ピンクゴールドのパウダーコートを施したリンクを車内で繋ぎ合わせてサブフレームを構築し、ユニバーサルエアのエアバッグやTディメンドのショックアブソーバーを接続。エアタンクやコンプレッサーは手製のステーでマウントしたり、配管にこだわったエアリフトの電磁弁もリヤウインドウ越しに見える位置に装着したりと美観も追求している。

室内に水平マウントされたエアバッグが伸び縮みすると、30プリウスから流用したというハブベアリングが回転。その回転力がベルクランク(三角形のリンク)に伝わると振り子のように動いて、プッシュロッドを押したり引いたりするという塩梅だ。本来リヤに備わるラテラルリンクは撤去し、強度を上げた調整式トーロッドを装着してある。

リヤのタイヤハウスもフロントと同じように切開&拡張工事を実施。ワンオフで製作した三日月型のアッパーアームも、車高を下げた時の干渉を防ぐための隠し道具だ。

向かって右がオーナーの渋井さん、左がプライベートビルダーの吉田さん。
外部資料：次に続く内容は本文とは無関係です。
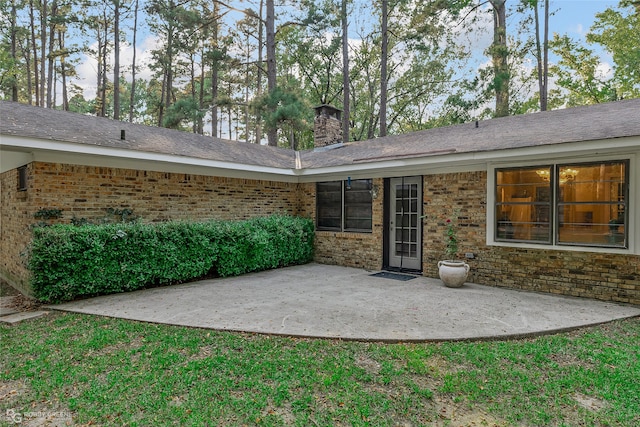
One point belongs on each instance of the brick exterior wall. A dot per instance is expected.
(361, 250)
(15, 218)
(87, 191)
(610, 277)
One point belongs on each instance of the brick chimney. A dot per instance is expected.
(327, 127)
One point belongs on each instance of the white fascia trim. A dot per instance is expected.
(93, 155)
(468, 162)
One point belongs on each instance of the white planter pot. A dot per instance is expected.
(453, 273)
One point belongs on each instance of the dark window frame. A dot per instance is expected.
(348, 211)
(22, 178)
(556, 206)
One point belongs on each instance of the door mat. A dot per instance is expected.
(394, 276)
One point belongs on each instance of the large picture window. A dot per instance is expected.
(344, 205)
(582, 204)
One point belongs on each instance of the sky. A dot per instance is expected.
(571, 17)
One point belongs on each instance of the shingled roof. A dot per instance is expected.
(599, 122)
(44, 123)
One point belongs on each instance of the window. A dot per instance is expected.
(344, 205)
(580, 204)
(22, 178)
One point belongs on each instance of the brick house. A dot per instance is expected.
(547, 201)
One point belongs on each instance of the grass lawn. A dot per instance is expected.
(87, 370)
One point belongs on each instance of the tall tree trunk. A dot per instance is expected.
(499, 54)
(34, 46)
(201, 90)
(272, 133)
(545, 58)
(103, 62)
(99, 91)
(51, 84)
(132, 97)
(259, 73)
(214, 73)
(384, 56)
(14, 51)
(345, 73)
(63, 72)
(43, 53)
(116, 62)
(26, 50)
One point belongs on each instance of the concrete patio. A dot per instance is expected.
(326, 301)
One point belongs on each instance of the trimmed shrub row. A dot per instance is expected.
(69, 262)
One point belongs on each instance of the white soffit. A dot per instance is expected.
(93, 155)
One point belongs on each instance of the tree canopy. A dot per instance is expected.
(253, 70)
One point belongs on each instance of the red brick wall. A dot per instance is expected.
(611, 277)
(16, 214)
(362, 250)
(86, 192)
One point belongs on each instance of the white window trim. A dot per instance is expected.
(633, 204)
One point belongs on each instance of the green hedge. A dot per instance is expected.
(68, 262)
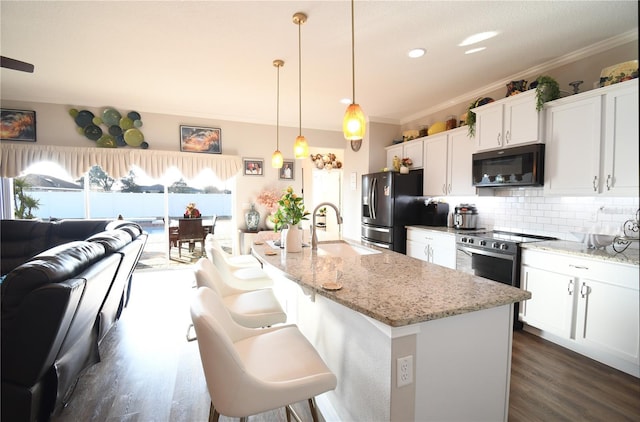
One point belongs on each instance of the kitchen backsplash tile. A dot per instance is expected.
(529, 211)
吉田さんは「マイノリティ・ワークス」という名のもと、渋井さんを含む仲間数名とクルマ作りを楽しむのがライフワークとなっている。

過去にも自作した経験のあるプッシュロッド式サスペンションをリヤに構築したかと思えば、エンジン上げやら鉄板フェンダーやら、ありとあらゆる妙技を繰り出して見事に着地! 渋井さんが思い描いた理想の姿を具現化して見せたのだ。